None of us writers exists in a vacuum. Like any other workmen, we network with each other and create mechanisms by which to advance our craft. In modern-day America, these support mechanisms most often take the form of writers' groups. These groups have in many cases existed for decades, often with a membership (typically of between five and ten writers) that has varied little or not at all during the entire life of the organization. In the pre-Internet era, these groups would exchange manuscripts by mail, then meet (usually on a weeknight) once a month in order to comment upon and critique each other's work. Over the long months and years, everyone would get to know each other, and many close friendships developed. If one or more of the writers became successful, they eagerly shared their learnings (and their equally important literary contacts) with the rest. Because the critiquing was done on a face-to-face basis, a certain sense of intimacy and honesty developed.

While many of these kinds of groups still exist today, they are being replaced by and large by Internet-based writing groups. On the Internet, document transfer is faster and cheaper. There is no need to actually print out the stories. And, with group sizes often running to a hundred or more, critiques can often be had virtually without delay. Technology marches onward!

While there are many "plusses" to the Internet-based writing group, however, there are many minuses as well. Internet-based groups, largely (in my opinion) due to the inherent lack of meaningful face-to-face contact, never seem to achieve the level of intimacy needed to promote honest, hard-hitting critiquing. When an on-line writer's group member suggests bringing a story to market, for example, only very rarely have I ever seen another member say something like "It's not up to snuff" or "This story is not saleable in its current form". Yet this is exactly the kind of advice that a budding writer needs to hear most of all!

In many cases, in other words, Internet-based writer's support groups tend to turn into mutual admiration societies instead of hard-hitting critique groups, and the members soon begin to believe themselves to be far better authors than they really are as a result. This is a tragedy, because in my view at least the very act of joining such a group is a statement of one's intention to pursue the craft of writing seriously. Yet, very often, the new member submits story after story only to be told "What wonderful work!" instead of "Your grammar skills suck!" "How imaginative!" the writer hears, when what they need to be told is "Your plot was murky and your characters shallow and inconsistent". As a critiquer on the Internet writer's support group that I belong to, I myself will admit to falling into this trap quite regularly. Face to face, I would be far more honest, and far more would be achieved. Yet, given the already emotionally "cold" medium of e-mail, it is very difficult indeed to be hard-nosed and unyielding. Friendship must be left at the door in a writer's group, in order for it to function effectively. Somehow, this seems far harder to achieve in an on-line setting.

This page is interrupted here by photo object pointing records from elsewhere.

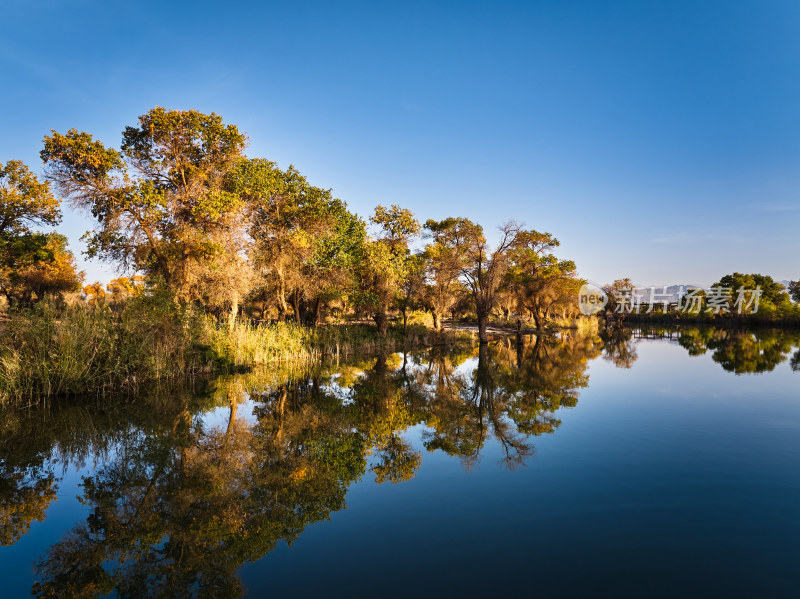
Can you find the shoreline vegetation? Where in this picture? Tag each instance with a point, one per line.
(234, 262)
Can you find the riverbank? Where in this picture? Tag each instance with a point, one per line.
(47, 352)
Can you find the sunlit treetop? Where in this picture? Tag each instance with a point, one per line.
(24, 200)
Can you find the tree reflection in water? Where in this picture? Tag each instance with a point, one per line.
(178, 504)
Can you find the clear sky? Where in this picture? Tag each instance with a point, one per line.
(656, 140)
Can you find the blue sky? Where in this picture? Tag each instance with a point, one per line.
(656, 140)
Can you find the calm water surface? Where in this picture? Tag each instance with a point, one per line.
(623, 465)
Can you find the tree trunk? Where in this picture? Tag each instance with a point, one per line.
(296, 306)
(382, 322)
(317, 311)
(483, 336)
(234, 311)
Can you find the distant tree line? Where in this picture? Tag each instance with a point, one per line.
(182, 207)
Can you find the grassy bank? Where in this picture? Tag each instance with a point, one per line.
(47, 352)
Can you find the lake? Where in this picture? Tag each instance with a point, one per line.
(635, 463)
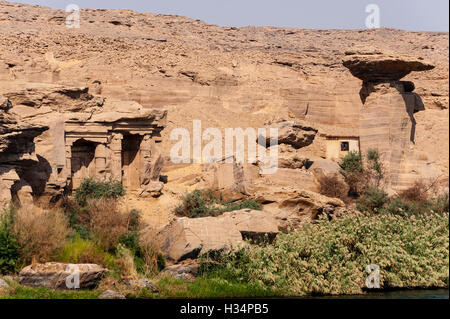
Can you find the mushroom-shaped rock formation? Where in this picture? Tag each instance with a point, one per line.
(387, 121)
(372, 65)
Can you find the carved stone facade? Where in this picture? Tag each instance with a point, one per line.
(123, 150)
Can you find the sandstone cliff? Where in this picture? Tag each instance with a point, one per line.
(229, 77)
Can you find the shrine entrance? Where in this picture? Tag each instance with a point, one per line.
(131, 161)
(82, 161)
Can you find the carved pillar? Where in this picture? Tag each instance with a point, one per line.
(69, 162)
(100, 162)
(116, 156)
(146, 155)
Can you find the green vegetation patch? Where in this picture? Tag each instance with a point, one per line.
(330, 257)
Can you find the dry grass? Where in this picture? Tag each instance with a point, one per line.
(125, 263)
(41, 234)
(150, 251)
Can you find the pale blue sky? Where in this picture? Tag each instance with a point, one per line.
(416, 15)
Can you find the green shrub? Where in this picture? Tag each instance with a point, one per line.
(440, 204)
(205, 203)
(91, 189)
(372, 200)
(9, 245)
(330, 257)
(375, 167)
(362, 175)
(80, 250)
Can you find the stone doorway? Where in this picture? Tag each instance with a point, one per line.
(82, 162)
(131, 161)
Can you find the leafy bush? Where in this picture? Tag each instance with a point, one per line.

There's another weakness inherent in on-line writer's groups, as well. Most of them will accept as members anyone at all who wishes to join up. The problem here is that if the percentage of genuinely skilled writers is not high enough, then all that can be achieved is for mediocrity to perpetuate itself. No matter how unpopular the notion may be, it is a fact that some individuals are better writers than others. If there are too many unskilled writers in a given group, then they will spend far too much time cycling mistaken notions amongst themselves. New members will be unable to distinguish the good advice from the bad, and no one will improve very much or very quickly. Even worse, the more skilled writers are in a position where they have nothing important to gain from such a group any longer, except to sink long hours into helping beginners that probably will prefer to follow the far less painful advice of their fellow beginners anyhow. In the end, the genuinely skilled critiquers tend to quietly fold up their tents and leave. After all, no one who really needs to listen to them is doing so anymore. They have been drowned out utterly.

Professional editors can and do help to fill this void in credibility, mostly through rejecting low-skill manuscripts by the dozens every single day. Eventually, a prospective writer begins to get the idea that the work that his unpublished friends are telling him is so very good is in fact not so outstanding after all, not in the "big leagues". At this point, he or she has come to the first real lesson of their professional writing lives, and from the moment that this truth is recognized, all of the "Wow, that's great!" critiquing takes on a whole new form and shape. It is only at this point that a writer is truly able to begin critiquing others, and therefore to successfully participate in and benefit from a quality writer's group.

Writing for publication is not an easy thing; most of the prospective authors reading this will not make one thin dime writing in their entire lives. Be very wary indeed of anyone who tries to tell you that it is easy to reach your goal, and remember always that if a critique or review seems too good to be true, then it very probably is.